Fitzgerald v. Miller, Round 2
Naturally, Reporters Without Borders will demote the U.S. even further in its annual press freedom index, but I don’t see anything wrong with subpoenaing the phone records of reporters who tipped off two Islamic charities to the fact that the FBI was about to raid them:
The grand jury, in Chicago, is looking into who told the reporters, Judith Miller and Philip Shenon, about actions the government was planning to take in December 2001 against two Islamic charities in Illinois and Texas. The disclosures to the reporters, the government lawyers wrote on Friday, may have amounted to obstruction of justice.

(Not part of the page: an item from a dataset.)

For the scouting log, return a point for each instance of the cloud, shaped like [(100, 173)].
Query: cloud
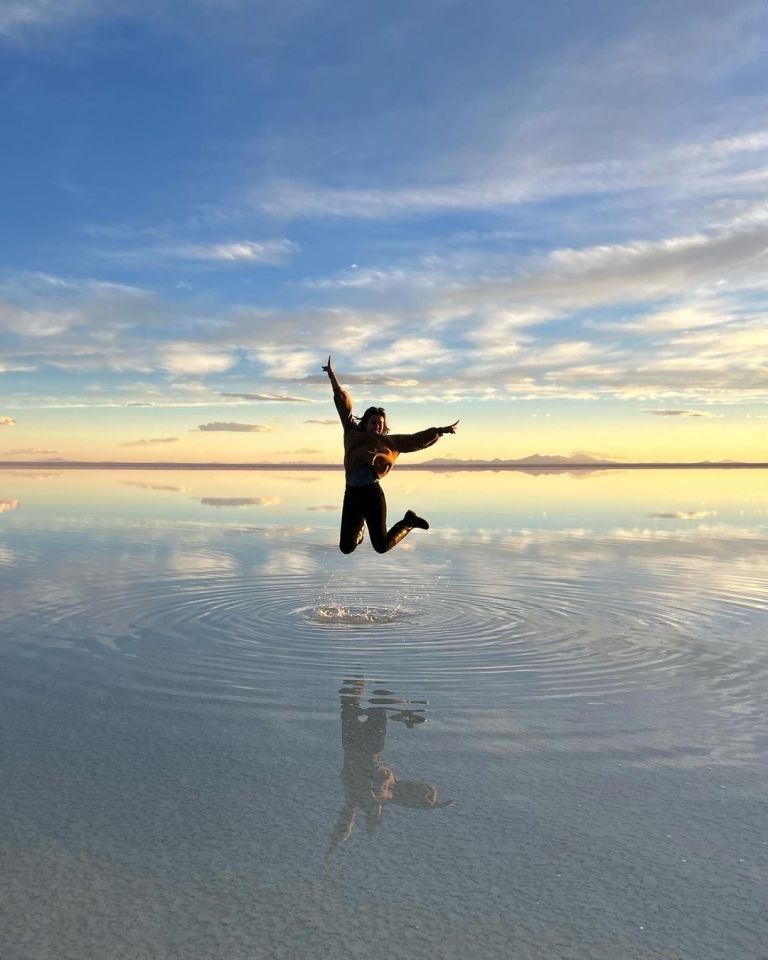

In August, a three-judge panel of the federal appeals court in Manhattan ruled, 2 to 1, in favor of [U.S. Attorney Patrick] Fitzgerald, saying that the reporters were not entitled to shield their sources in the unusual circumstances of the case. The government contended that the reporters had tipped off the charities to the impending actions against them. The Times said the reporters had engaged only in routine newsgathering.
Routine newsgathering? These reporters alerted two suspected financiers of terrorism to an FBI raid. If it’s true that, as NYT lawyer Floyd Abrams argues, “This case is the latest of a number of skirmishes in an ongoing and far from concluded conflict about the public’s right to information,” shouldn’t the press be picking its battles more carefully?